"We're going to have it now!" he exclaimed, as, half a mile beyond the village, he felt a drop of rain on his face, then another, and another. "I wonder if there's anywhere we could get shelter? I dare say it's only going to be a thunder shower. Oh, I know! There's an old lime-kiln over there! Come, Tim!"
The boy and dog left the high road, and tore across a meadow at the far end of which, adjoining a wood, they found shelter in a disused, ivy-covered lime-kiln. The rain was falling fast now, and thunder was rumbling in the distance.
"This is a dismal hole sure enough," Tom thought, "but it would be silly to get drenched if it's going to clear directly. Why, there's some one else here! A little girl! Oh, I do believe it's Grace Lee!"
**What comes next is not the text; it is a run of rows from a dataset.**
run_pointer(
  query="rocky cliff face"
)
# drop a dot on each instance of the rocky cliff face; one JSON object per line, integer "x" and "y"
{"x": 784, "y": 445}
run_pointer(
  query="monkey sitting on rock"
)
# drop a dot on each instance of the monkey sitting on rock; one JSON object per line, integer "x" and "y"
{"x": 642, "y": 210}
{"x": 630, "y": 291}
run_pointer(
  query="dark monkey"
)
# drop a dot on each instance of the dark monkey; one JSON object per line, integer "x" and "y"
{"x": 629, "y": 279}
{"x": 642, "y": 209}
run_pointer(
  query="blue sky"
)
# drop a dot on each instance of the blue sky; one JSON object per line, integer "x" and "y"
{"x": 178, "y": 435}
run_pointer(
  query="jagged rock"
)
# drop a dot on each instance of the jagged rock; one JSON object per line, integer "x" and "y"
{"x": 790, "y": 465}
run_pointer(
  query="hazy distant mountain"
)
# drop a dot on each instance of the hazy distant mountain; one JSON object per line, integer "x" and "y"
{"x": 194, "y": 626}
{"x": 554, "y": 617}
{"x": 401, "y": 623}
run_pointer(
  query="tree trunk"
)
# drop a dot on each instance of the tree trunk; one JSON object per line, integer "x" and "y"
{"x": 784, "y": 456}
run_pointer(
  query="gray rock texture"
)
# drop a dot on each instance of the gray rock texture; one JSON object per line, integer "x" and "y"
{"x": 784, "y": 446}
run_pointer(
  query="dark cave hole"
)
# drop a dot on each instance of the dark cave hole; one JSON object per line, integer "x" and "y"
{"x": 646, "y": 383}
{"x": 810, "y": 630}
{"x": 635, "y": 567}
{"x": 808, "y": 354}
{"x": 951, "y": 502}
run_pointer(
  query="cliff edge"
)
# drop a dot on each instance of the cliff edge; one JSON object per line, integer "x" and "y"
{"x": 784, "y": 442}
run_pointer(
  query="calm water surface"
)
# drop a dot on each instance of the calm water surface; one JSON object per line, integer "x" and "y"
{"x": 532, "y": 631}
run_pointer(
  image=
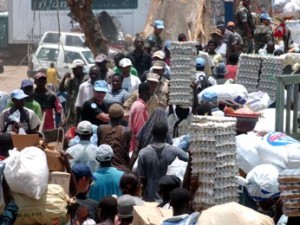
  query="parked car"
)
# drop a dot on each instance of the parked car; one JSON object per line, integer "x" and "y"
{"x": 61, "y": 56}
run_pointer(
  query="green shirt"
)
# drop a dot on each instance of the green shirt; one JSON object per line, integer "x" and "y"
{"x": 133, "y": 71}
{"x": 34, "y": 106}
Yes, seated on the ground, her head resting-against the stone wall of the kiln, her eyes closed, her dark hair half hiding her face, was the little runaway show-girl. Peering at her in the dim light, Tom saw that she was fast asleep. Whilst he hesitated to disturb her, Tim, who had been standing at her side, wagging his tail, suddenly gave a spring into her lap, and she awoke with a start, and a cry which was almost a shriek. The next minute, however, her arms, were around Tim, and she was hugging and kissing him.
"Oh, you dear little dog!" she exclaimed; "I know you wouldn't hurt me, you darling, but, oh, you did frighten me! I thought—thought—" She broke off, shuddering, and looked up with a world of pathos in her dark eyes at Tom. "Oh, don't believe I'm so wicked as Max Sordello made out to you," she said pleadingly; "but I'm afraid you will, because I've run away."
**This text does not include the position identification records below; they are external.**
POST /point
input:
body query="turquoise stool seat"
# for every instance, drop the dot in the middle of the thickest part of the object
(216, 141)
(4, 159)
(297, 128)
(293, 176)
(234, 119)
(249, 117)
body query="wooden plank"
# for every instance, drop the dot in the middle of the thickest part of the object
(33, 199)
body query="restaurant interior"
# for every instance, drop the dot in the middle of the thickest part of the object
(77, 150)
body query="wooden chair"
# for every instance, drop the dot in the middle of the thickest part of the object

"I don't believe you're wicked at all," Tom declared stoutly, "nor does Peter Perry. We wish we could help you."
"How kind!" said the child. Her eyes filled with tears, and her lips quivered. "I can't go back," she said. "I won't! I'd rather stay here and die! It would be better to die here than to be killed by Hero."
"Hero?" echoed Tom. "Oh, the lion! Then you're afraid of him?"
"Horribly, horribly afraid of him! I haven't minded so much going into the cages with the other lions—they're not forest-bred, and they're too afraid of Max's whip to dare to touch me; but Hero—oh, he's different! At first when they told me I was to perform with him I said, 'No, no, no!' but Mrs. Sordello said she'd half kill me if I wouldn't promise to do as Max told me, and—"
"Was that the meaning of the row I heard between you?" interrupted Tom, excitedly. "Oh," he cried, as the little girl nodded assent, "how, cruel, how cruel!"